An electrical contact portion 85 is provided at the rear end of the correction chip 53, and the electrical contact portion 85 is provided with a plurality of electrodes 87 for detecting the chip information. In the correction chip 53, the elastic contact terminal 81 contacts the electrode 87 when the electrical contact portion 85 is inserted into the connector 61. As a result, the chip information detection value is sent to the control device 59 via the signal wiring 83 connected to the elastic contact terminal 81.

  By the way, in this embodiment, the thickness T of the biosensor chip 65 is formed thicker than the thickness t of the correction chip 53 (T> t). Therefore, the contact portion insertion space of the connector 61 to which the biosensor chip 65 is attached allows the correction chip 53 to be attached.

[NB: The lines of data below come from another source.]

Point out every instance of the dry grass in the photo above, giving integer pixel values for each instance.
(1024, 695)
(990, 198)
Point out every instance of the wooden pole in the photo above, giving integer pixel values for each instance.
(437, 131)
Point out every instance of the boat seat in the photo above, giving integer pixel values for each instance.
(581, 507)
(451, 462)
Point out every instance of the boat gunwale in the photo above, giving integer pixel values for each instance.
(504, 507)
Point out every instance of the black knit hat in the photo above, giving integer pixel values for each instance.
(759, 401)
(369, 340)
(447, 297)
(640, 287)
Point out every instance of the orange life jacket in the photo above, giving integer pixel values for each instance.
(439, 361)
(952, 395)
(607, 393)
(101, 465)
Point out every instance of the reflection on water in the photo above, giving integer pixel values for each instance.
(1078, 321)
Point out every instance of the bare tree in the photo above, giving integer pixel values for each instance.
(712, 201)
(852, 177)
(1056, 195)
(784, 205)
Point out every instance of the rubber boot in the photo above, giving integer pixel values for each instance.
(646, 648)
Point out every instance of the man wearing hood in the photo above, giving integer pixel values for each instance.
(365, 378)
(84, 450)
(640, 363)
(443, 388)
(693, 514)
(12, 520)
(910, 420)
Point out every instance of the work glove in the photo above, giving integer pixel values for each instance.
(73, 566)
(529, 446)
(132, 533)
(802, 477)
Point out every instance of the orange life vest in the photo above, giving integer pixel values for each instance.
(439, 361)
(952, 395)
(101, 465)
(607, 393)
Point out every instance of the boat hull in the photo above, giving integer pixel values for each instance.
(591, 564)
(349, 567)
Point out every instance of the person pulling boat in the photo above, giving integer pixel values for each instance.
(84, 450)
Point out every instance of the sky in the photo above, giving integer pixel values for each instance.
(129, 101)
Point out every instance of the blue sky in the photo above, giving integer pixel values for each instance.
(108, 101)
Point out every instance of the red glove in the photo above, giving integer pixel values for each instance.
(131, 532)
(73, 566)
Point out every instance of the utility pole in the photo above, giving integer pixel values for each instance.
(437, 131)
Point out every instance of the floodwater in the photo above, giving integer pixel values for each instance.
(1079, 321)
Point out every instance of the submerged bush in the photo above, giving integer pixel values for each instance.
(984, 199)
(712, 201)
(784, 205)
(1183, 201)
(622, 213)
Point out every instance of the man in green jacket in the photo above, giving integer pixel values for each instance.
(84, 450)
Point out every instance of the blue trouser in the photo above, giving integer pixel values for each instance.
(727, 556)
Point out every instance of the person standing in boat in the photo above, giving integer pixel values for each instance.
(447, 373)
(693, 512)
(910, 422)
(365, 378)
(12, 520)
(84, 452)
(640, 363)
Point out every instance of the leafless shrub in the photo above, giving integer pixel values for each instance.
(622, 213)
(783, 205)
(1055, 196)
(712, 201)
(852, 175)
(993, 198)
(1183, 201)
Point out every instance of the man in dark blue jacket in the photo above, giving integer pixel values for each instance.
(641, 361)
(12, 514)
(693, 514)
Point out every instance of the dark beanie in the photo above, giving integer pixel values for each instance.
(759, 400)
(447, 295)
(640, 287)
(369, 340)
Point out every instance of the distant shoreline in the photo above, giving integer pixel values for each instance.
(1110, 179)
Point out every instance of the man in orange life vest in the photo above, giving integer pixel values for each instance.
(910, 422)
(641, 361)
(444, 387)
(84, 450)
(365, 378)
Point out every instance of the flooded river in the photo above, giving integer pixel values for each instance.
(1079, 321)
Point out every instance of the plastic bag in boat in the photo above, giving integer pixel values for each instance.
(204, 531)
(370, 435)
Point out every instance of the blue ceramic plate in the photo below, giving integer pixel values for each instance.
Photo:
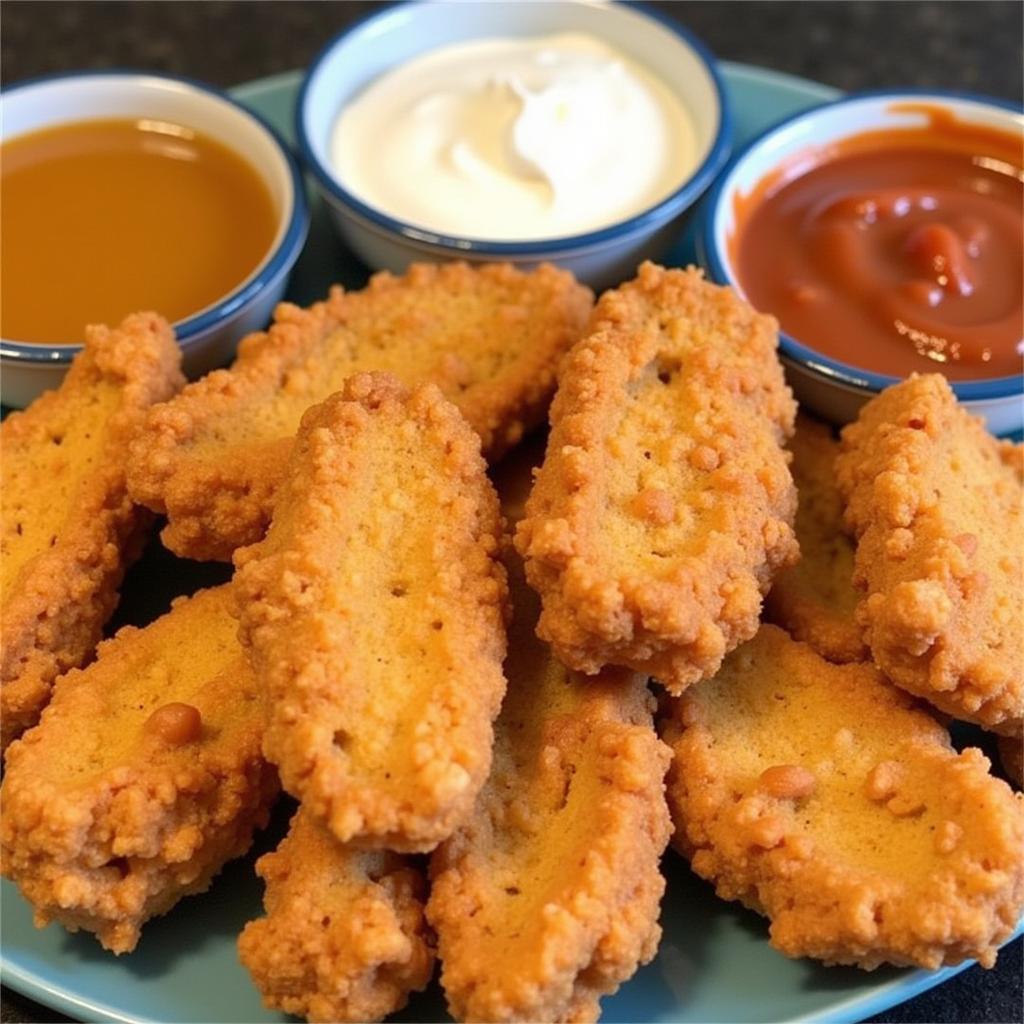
(715, 963)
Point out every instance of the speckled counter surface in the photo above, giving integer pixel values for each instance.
(974, 46)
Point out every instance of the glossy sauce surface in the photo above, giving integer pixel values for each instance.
(101, 218)
(895, 251)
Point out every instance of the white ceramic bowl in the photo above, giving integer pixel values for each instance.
(208, 337)
(394, 34)
(837, 390)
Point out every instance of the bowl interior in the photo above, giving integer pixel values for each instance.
(65, 99)
(408, 30)
(816, 129)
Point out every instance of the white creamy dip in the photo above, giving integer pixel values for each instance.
(514, 138)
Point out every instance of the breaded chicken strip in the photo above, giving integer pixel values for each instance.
(547, 899)
(665, 504)
(69, 528)
(938, 509)
(373, 615)
(344, 937)
(489, 337)
(142, 778)
(814, 600)
(819, 796)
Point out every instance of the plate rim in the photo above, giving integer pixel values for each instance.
(30, 984)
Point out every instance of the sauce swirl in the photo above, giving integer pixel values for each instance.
(895, 251)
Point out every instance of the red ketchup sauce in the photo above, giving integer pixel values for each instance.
(896, 250)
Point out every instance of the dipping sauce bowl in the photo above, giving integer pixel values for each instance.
(207, 335)
(886, 232)
(601, 254)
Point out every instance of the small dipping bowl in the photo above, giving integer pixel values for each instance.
(385, 39)
(207, 337)
(834, 389)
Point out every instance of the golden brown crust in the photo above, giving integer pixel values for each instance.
(344, 936)
(107, 821)
(814, 600)
(548, 897)
(489, 337)
(665, 504)
(373, 615)
(819, 796)
(69, 526)
(937, 506)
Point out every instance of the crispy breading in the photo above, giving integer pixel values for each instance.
(937, 507)
(489, 337)
(142, 777)
(819, 796)
(344, 936)
(547, 899)
(373, 615)
(665, 504)
(814, 600)
(69, 527)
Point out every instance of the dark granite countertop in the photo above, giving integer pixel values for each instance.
(973, 46)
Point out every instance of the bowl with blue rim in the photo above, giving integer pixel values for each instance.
(393, 35)
(837, 387)
(208, 336)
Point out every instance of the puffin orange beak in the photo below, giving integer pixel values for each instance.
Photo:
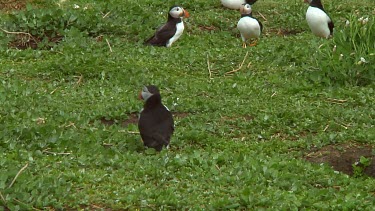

FIG. 3 is a structural member explanatory view in which the perspective view of the connector shown in FIG. 1 is shown in (a), and the AA arrow view is shown in (b).
As shown in FIG. 3, the connector housing 89 of the connector 61 has a flat rectangular insertion port 91 into which the electrical contact portions 67 and 85 in the biosensor cartridge 51 or the correction chip 53 are inserted. It communicates with a contact portion insertion space 93 formed inside the connector housing 89.

  A plurality of terminal accommodating spaces 95 are defined in the contact portion insertion space 93, and each terminal accommodating space 95 accommodates an elastic contact terminal 81. The terminal accommodating space 95 is opened at the front surface 99 of the connector housing 89 with a front end portion as a through hole 97, and is opened at the rear surface 103 of the connector housing 89 with a rear end portion as a terminal outlet port 101.

  As shown in FIG. 3B, the elastic contact terminal 81 of the present embodiment is disposed close to the opposing inner wall 109 so as to protrude from the base end fixing portion 105 supported and fixed to the connector housing 89 and the contact portion insertion space 93. An intermediate contact portion 107 that is bent so as to be bent, and a tip contact portion 113 that is urged in a direction approaching the opposing inner wall 109 and contacts the connector housing 89 with a predetermined preload.

The base end fixing portion 105 of the elastic contact terminal 81 is supported and fixed to the connector housing 89 in a state of being led out from the terminal lead-out port 101. The signal wiring 83 is connected to the end portion of the base end fixing portion 105.
The intermediate contact portion 107 bent and formed in a substantially V shape is disposed close to the opposed inner wall 109 in the lower part of the drawing, crossing the contact portion insertion space 93 from the upper side in the drawing, and is appropriately in contact.

  A support portion 111 is formed between the through hole 97 of the connector housing 89 and the insertion port 91. The tip contact portion 113 of the elastic contact terminal 81 is urged in a direction approaching the opposed inner wall 109 and is in contact with the support portion 111 with a predetermined preload.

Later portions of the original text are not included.